A second line of cases required proof of “bad faith” or an “abuse of discretion” by the contracting officer as a limitation on the right to terminate for convenience. Many of these cases nevertheless employed a “strong presumption” that the government acted in good faith in terminating a contract and imposed an almost impossible burden on the contractor to prove by “clear and convincing evidence,” or “well-nigh irrefragable proof” of bad faith, amounting to a “specific intent to injure the plaintiff,” in order to invalidate a termination for convenience and find the government liable for breach of contract. Rice Sys., Inc. v. United States, 62 Fed. Cl. 608, 621-22 (2004) (quoting Am-Pro Protective Agency, Inc. v. United States, 281 F.3d 1234, 1240 (Fed. Cir. 2002)).
Recent government contracting cases have recognized several types of circumstances where the presumption of good faith can be overturned. One of these is the rule that the government cannot terminate a contract for convenience simply to get a “better bargain from another source.” Krygoski Constr. Co. v. United States, 94 F.3d at 1541. Sigal represents a rare case in which it has been found that such a violation has occurred.
The courts have also relaxed the rules for proving “bad faith” in the context of private contracting, including terminations for convenience in federal government subcontracts. Thus, the Court of Appeals of Maryland declined to apply a presumption of good faith when a general contractor terminated a flooring subcontract for convenience and held that the right to terminate for convenience did not amount to a right to terminate “for any reason whatsoever, including a bad reason or no reason.” Questar Builders, 978 A.2d at 671. Rather, the Maryland court ruled, the right to terminate a private contract is “subject to the implied limitation that [it] be exercised in good faith and in accordance with fair dealing.” Id. at 675.
Current State of the Law
The current state of the law on termination for convenience clauses, then, can be summarized as follows:
- The government retains broad discretion to terminate a contract for convenience.

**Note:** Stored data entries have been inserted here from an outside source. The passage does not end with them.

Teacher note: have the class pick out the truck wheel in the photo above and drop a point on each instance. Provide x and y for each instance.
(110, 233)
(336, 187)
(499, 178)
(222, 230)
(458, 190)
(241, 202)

- The decision to terminate cannot however, be exercised in “bad faith,” i.e., merely to get a better price for the work or to “punish” or avoid dealing with a particular contractor.
- Improper termination for convenience is a breach of contract for which the courts or boards will award lost profits as damages.
- Federal prime contractors should insert termination for convenience clauses in their subcontracts in order to protect them from liability to the subcontractor should their prime contract be terminated.
- State and federal courts will generally enforce termination for convenience clauses according to their terms, but they generally give less deference to the prime contractor than to the government in determining whether a termination has been in “bad faith.”